The 2013 Iowa Legislative Session is now over, but with two bills that never made it to Governor Terry Branstad's desk.
The first (HF2471), referred to as the Income Tax Check-Off Hunger Fund, would allow people to donate through their income tax form.
The second (SF2356) would exempt food banks from having to pay sales tax.
"We have to purchase a fair amount of equipment and other things to handle food safely and efficiently so we do pay more sales tax than maybe some of the other charities," explains Caren Laughlin with the River Bend Foodbank in Davenport. "This is money that we could be using to feed the hungry and buy food so we really wish that bill had passed."
The River Bend Foodbank moved to Davenport earlier this year. Their previous location was in Moline and in Illinois, food banks do not have to pay sales tax.

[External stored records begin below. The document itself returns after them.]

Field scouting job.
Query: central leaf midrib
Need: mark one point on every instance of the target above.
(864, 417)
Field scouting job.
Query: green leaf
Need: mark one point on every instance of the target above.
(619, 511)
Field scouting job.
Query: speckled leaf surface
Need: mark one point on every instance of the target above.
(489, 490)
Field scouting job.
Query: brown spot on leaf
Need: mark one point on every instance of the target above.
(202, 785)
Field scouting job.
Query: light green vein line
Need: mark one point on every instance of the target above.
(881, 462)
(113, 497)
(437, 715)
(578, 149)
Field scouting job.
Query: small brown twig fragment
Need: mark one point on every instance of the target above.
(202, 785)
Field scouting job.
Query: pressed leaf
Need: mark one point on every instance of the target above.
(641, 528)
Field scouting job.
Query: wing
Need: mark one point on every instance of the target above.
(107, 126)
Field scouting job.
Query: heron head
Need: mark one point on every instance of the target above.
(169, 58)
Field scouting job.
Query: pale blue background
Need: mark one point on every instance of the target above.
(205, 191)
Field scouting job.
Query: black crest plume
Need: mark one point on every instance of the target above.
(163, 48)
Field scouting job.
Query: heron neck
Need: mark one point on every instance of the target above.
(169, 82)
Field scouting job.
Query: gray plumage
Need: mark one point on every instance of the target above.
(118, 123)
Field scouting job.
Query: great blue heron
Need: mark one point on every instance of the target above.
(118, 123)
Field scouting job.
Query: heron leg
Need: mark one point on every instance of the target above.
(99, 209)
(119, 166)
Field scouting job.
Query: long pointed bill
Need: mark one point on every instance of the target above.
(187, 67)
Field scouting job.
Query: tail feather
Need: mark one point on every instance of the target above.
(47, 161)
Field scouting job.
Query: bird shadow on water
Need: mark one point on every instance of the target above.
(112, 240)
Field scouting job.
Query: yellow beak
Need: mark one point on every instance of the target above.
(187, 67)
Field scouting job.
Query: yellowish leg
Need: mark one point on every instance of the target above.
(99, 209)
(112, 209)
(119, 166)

However, Laughlin says their move to Davenport was for a bigger warehouse where they could grow their services.
"We serve about 10,000 individuals every week," says Laughlin. "We're meeting the need on a whole new level because of this facility."
Meeting the need would be easier if the River Bend Foodbank did not have to pay any sales tax.
"The more resources you have, the more you can do and the more food you can get out," explains Laughlin. "It's real simple."
It doesn't seem to be that simple in Des Moines, though. While HF2471 and SF2356 passed their originating chambers nearly unanimously (94-1 and 49-0, respectively), they never made it to the opposite ones.
"I think they got considered too late," says State Representative Linda Miller, (R) Bettendorf. "By the time they got to their respective committees and then re-referred since they're both Ways and Means Bills, it was too late in the session to actually get them through."
State Rep. Miller says she has a solution, though. She says she, State Senator Joe Seng, (D) Davenport and State Senator Roby Smith, (R) Davenport are proposing to file companion bills in the next legislative session.
"That means a bill, the same bill - one in the House and one in the Senate - at the same time," says State Rep. Miller. "I think with State Sen. Smith and State Sen. Seng, we'll do it in a bi-partisan way and see if we can get this through."
For now, Laughlin and those at River Bend will have to wait.
As they do, you can help them. Saturday, May 10th is Stamp Out Hunger in the Quad Cities. All you have to do is put non-perishable food items - like canned goods - in a bag and place the bag next to your mailbox. Your letter carrier will then pick it up when he/she drops off your mail for the day and deliver it to the River Bend Foodbank. Stamp Out Hunger is organized by United Way of the Quad Cities. This year, their goal is to collect 100,000 pounds of food.